Office of Biotechnology Products, Office of Pharmaceutical Quality, Center for Drug Evaluation and Research, U.S. Food and Drug Administration, Silver Spring, Maryland, United States of America.
Office of Clinical Pharmacology, Office of Translational Sciences, Center for Drug Evaluation and Research, U.S. Food and Drug Administration, Silver Spring, Maryland, United States of America.
Sci Rep. 2020 Feb 12;10(1):2476. doi: 10.1038/s41598-020-59346-z.
PEGylated recombinant human granulocyte colony stimulating factor (pegfilgrastim) is used clinically to accelerate immune reconstitution following chemotherapy and is being pursued for biosimilar development. One challenge to overcome in pegfilgrastim biosimilar development is establishing pharmacokinetic (PK) similarity, which is partly due to the degree of PK variability. We herein report that commercially available G-CSF and PEG ELISA detection kits have different capacities to detect pegfilgrastim aggregates that rapidly form in vitro in physiological conditions. These aggregates can be observed using SDS-PAGE, size-exclusion chromatography, dynamic light scattering, and real-time NMR analysis and are associated with decreased bioactivity as reflected by reduced drug-induced cellular proliferation and STAT3 phosphorylation. Furthermore, individual variability in the stability and detectability of pegfilgrastim in human sera is also observed. Pegfilgrastim levels display marked subject variability in sera from healthy donors incubated at 37 °C. The stability patterns of pegfilgrastim closely match the stability patterns of filgrastim, consistent with a key role for pegfilgrastim's G-CSF moiety in driving formation of inactive aggregates. Taken together, our results indicate that individual variability and ELISA specificity for inactive aggregates are key factors to consider when designing and interpreting studies involving the measurement of serum pegfilgrastim concentrations.

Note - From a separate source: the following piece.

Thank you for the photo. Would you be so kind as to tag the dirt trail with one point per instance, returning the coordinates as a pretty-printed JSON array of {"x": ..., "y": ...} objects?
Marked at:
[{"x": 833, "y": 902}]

聚乙二醇化重组人粒细胞集落刺激因子(PEG 重组人粒细胞集落刺激因子)临床上用于加速化疗后的免疫重建,目前正在开发其生物类似药。在 PEG 重组人粒细胞集落刺激因子生物类似药开发中需要克服的一个挑战是建立药代动力学(PK)相似性,这部分是由于 PK 变异性的程度。本文报道了市售的 G-CSF 和 PEG ELISA 检测试剂盒在检测体外生理条件下迅速形成的 PEG 重组人粒细胞集落刺激因子聚集体的能力存在差异。这些聚集体可以通过 SDS-PAGE、尺寸排阻色谱、动态光散射和实时 NMR 分析观察到,并且与生物活性降低有关,表现为药物诱导的细胞增殖和 STAT3 磷酸化减少。此外,还观察到 PEG 重组人粒细胞集落在人血清中的稳定性和可检测性存在个体差异。在 37°C 孵育的健康供体血清中,PEG 重组人粒细胞集落刺激因子水平显示出明显的个体变异性。PEG 重组人粒细胞集落刺激因子的稳定性模式与粒细胞集落刺激因子的稳定性模式密切相关,这与 PEG 重组人粒细胞集落刺激因子的 G-CSF 部分在驱动无活性聚集体形成中的关键作用一致。总之,我们的结果表明,个体变异性和针对无活性聚集体的 ELISA 特异性是在设计和解释涉及测量血清 PEG 重组人粒细胞集落刺激因子浓度的研究时需要考虑的关键因素。